Music industry insiders on the nature of fame
Our cultural darlings make music; we make them mythic. Every musical genre begets a community of listeners, performers, and critics, and quite often those categories are blurred. From the principled punk refusal of celebrity to hip-hop's celebration of its power, the music world is self-obsessed.
Stars Don't Stand Still in the Sky assembles scholars, music writers, industry workers, and musicians, who offer a range of opinions and experience of the nature of fame. The collection focuses on commerce, the crowd, performance and image, history and memory, and romance. Contributors discuss black women icons, love-songs, the legacy of the blues, the image of the tortured rock star, MTV, the politics of the Rock and Roll Hall of Fame, the joy of line-dancing, and more.

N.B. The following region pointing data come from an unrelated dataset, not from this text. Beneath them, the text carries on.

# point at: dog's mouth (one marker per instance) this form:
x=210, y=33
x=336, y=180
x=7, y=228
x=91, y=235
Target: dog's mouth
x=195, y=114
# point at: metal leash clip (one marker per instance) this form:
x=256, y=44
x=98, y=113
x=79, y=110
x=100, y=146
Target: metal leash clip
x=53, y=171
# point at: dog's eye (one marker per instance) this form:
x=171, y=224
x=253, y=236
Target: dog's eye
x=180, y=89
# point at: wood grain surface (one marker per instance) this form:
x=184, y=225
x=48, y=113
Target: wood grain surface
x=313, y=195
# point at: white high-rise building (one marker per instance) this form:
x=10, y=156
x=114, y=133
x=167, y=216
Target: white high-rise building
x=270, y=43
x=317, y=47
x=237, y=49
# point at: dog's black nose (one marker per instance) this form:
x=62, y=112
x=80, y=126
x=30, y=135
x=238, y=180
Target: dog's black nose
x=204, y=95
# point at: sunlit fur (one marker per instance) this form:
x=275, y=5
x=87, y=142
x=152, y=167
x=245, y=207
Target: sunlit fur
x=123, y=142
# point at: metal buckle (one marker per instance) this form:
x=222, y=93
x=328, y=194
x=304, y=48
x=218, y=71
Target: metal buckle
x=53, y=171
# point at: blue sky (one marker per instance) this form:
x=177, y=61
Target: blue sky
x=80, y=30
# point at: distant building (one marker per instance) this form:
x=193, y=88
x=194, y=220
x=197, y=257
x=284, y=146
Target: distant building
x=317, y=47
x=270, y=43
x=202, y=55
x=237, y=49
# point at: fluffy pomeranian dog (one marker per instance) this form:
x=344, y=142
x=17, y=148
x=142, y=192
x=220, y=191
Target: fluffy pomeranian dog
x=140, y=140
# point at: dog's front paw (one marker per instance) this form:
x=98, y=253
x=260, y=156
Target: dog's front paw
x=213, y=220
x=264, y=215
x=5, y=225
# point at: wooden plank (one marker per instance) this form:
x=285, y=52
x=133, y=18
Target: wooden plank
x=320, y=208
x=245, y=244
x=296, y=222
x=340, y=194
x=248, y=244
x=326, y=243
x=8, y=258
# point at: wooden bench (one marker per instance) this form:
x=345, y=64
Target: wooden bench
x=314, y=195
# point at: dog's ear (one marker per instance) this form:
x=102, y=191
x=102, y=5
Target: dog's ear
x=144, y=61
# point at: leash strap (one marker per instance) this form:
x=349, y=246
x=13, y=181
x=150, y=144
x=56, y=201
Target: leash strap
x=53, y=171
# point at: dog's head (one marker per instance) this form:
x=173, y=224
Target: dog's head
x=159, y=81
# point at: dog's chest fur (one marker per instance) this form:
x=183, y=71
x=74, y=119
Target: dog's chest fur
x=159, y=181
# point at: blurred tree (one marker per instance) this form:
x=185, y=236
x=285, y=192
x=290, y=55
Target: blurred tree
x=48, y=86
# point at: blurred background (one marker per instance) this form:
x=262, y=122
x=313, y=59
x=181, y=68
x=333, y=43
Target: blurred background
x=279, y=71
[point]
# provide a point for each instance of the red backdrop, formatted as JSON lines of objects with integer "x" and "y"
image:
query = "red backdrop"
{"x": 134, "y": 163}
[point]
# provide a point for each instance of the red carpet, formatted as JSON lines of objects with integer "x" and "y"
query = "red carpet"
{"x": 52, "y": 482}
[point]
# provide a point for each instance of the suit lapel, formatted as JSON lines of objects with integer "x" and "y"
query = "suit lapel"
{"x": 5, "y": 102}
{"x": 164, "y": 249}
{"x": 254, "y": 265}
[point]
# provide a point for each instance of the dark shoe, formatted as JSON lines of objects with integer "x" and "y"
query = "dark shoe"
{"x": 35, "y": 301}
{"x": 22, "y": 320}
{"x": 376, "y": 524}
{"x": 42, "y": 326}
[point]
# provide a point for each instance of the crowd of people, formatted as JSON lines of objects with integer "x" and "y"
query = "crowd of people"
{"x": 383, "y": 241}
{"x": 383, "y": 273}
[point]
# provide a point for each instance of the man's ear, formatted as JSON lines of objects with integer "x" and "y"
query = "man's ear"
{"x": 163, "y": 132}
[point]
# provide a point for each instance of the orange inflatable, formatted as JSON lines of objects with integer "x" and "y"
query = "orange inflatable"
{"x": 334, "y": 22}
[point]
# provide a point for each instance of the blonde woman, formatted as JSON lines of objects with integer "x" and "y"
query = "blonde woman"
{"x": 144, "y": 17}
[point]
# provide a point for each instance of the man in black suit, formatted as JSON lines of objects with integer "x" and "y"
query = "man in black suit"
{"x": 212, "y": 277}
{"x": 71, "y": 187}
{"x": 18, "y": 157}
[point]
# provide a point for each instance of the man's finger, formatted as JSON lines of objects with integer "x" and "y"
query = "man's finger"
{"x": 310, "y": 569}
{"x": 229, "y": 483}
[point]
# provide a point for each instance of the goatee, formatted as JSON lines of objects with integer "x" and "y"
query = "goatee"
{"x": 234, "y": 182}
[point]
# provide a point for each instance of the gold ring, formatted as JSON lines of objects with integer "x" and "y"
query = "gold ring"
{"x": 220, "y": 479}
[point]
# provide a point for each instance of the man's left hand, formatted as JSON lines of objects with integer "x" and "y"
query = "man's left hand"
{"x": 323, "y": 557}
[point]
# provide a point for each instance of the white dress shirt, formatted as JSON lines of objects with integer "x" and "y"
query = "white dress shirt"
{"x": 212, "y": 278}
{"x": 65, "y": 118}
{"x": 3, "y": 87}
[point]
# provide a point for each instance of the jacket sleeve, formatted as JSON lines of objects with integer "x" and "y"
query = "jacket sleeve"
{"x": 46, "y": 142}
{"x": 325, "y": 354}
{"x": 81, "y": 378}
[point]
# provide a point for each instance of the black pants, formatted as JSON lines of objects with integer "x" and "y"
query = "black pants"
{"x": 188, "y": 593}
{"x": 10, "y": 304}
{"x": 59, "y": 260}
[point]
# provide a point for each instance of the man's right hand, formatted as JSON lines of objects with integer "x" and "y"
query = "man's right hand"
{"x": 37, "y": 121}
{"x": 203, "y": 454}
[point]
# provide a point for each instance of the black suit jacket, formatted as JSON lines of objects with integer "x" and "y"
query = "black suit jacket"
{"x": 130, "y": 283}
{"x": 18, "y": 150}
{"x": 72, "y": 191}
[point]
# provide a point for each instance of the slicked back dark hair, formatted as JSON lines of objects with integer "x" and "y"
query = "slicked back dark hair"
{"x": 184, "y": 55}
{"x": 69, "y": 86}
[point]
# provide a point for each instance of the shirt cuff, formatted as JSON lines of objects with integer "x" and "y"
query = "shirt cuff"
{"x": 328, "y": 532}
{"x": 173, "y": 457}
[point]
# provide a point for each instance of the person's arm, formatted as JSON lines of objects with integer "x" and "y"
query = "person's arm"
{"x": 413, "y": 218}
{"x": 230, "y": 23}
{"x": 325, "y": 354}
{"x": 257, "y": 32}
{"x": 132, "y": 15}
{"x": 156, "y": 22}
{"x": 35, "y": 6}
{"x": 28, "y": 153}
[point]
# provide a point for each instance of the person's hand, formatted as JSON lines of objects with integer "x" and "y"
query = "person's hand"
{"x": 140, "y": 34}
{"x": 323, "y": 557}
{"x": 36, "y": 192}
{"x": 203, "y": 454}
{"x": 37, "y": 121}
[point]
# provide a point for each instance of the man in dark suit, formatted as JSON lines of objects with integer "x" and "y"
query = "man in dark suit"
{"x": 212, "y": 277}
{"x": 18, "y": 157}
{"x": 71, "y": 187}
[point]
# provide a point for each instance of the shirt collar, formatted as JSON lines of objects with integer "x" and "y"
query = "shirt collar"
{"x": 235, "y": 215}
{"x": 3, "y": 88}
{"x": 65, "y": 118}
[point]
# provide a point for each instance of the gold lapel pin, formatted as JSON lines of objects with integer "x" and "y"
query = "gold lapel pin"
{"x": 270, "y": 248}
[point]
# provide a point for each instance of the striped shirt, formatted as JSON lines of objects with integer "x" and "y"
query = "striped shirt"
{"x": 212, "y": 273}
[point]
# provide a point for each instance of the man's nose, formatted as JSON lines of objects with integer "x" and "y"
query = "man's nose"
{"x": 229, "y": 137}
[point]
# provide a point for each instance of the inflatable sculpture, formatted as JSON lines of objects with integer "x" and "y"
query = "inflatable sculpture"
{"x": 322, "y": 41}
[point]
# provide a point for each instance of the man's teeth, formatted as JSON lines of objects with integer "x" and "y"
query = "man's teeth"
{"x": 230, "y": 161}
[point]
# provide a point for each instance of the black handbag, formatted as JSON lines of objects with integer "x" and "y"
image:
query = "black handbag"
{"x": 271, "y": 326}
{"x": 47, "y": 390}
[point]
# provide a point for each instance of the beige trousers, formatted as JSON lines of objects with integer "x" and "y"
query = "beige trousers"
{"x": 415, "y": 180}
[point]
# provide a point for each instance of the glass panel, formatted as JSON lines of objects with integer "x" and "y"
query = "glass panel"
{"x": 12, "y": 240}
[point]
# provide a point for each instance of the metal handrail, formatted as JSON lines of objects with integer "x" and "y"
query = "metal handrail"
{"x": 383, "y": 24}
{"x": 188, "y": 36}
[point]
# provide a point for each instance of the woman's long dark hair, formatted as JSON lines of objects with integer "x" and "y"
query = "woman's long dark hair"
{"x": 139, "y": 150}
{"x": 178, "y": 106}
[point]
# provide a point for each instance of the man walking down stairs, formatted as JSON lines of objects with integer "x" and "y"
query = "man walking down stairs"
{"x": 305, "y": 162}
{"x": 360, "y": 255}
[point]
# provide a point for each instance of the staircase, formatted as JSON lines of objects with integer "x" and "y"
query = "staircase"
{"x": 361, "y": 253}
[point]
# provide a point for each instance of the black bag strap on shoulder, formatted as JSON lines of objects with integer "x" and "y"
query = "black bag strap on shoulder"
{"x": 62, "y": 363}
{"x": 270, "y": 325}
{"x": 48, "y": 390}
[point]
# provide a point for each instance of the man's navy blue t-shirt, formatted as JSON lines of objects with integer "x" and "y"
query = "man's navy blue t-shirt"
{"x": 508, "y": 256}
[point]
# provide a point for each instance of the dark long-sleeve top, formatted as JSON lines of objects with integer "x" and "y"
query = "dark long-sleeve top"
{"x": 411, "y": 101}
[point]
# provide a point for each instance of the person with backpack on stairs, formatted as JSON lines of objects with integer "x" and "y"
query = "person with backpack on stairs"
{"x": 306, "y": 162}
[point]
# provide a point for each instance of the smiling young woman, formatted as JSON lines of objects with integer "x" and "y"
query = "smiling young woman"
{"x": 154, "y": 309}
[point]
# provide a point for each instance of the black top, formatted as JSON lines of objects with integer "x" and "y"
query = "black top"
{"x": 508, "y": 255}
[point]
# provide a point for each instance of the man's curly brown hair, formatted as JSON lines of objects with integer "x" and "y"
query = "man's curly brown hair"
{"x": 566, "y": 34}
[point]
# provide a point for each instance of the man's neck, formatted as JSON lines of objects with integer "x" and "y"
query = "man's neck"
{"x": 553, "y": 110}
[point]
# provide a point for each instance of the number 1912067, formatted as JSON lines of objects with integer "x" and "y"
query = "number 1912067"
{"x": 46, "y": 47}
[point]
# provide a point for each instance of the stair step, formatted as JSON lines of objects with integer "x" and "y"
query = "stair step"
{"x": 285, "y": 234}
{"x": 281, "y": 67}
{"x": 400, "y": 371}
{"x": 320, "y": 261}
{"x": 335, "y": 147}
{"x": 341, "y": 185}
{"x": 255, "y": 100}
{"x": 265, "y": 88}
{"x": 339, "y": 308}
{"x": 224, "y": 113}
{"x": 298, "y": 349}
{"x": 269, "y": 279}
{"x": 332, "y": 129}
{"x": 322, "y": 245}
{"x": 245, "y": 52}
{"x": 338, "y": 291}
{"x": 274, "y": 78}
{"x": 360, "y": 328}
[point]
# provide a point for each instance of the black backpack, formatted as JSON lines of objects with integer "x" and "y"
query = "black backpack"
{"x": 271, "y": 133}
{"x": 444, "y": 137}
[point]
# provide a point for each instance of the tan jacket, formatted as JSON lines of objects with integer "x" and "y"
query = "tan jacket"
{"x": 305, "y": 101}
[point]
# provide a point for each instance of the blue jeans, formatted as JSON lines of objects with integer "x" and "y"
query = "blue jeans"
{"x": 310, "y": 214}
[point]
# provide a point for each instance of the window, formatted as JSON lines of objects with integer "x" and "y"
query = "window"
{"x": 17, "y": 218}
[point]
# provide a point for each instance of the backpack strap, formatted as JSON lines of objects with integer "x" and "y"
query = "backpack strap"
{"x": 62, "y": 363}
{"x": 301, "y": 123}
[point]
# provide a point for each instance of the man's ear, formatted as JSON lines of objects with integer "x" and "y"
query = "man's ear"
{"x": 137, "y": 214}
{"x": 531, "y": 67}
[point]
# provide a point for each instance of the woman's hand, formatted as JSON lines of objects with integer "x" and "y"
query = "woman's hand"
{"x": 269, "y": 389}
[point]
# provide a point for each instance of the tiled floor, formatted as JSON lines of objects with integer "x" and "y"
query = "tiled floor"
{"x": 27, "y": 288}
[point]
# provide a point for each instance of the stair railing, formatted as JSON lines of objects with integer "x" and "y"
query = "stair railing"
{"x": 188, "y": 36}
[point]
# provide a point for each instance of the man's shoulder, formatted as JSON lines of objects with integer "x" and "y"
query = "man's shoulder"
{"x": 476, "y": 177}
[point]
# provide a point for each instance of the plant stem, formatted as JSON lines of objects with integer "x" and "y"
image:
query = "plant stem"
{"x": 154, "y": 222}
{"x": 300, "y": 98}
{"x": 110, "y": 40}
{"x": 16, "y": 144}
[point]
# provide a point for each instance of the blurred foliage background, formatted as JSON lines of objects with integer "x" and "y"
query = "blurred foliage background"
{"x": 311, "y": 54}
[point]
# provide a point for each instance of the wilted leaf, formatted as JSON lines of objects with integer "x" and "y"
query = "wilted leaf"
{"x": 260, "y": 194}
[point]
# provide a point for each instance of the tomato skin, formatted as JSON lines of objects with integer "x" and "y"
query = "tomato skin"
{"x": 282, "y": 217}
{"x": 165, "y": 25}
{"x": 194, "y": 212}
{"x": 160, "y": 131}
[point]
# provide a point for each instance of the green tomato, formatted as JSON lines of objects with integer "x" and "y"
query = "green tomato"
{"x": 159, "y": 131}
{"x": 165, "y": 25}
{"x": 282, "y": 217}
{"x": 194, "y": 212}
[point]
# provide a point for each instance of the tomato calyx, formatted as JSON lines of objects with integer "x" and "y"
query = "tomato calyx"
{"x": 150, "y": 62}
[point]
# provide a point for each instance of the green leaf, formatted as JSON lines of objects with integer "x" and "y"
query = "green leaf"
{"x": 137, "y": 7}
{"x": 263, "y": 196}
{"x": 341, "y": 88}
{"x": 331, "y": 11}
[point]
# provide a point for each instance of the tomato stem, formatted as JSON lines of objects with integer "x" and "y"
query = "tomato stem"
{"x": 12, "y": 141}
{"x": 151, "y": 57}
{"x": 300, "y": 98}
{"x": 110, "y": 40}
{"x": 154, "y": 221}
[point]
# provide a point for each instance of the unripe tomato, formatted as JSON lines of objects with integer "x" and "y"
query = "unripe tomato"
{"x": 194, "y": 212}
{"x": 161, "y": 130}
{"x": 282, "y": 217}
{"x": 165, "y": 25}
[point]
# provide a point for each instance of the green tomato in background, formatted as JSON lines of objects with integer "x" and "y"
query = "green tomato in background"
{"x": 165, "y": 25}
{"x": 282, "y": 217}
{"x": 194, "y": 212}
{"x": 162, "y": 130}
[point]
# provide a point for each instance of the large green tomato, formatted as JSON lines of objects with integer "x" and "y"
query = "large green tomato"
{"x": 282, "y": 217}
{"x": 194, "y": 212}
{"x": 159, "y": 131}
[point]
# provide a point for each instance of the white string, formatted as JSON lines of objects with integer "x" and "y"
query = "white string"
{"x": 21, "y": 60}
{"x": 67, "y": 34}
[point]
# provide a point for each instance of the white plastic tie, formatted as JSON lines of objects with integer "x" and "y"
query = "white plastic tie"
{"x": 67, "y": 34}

The contributors are James Bernard, Anthony DeCurtis, Katherine Dieckmann, Chuck Eddy, Paul Gilroy, Daniel Glass, Lawrence Grossberg, Jessica Hagedorn, Kathleen Hanna, James Hannaham, Dave Hickey, Jon Langford, Greil Marcus, Angela McRobbie, Paul D. Miller (a.k.a. DJ Spooky), Barbara O'Dair, Ann Powers, Toshi Reagon, Simon Reynolds, Robert Santelli, Jon Savage, Danyel Smith, Arlene Stein, Deena Weinstein, and Ellen Willis.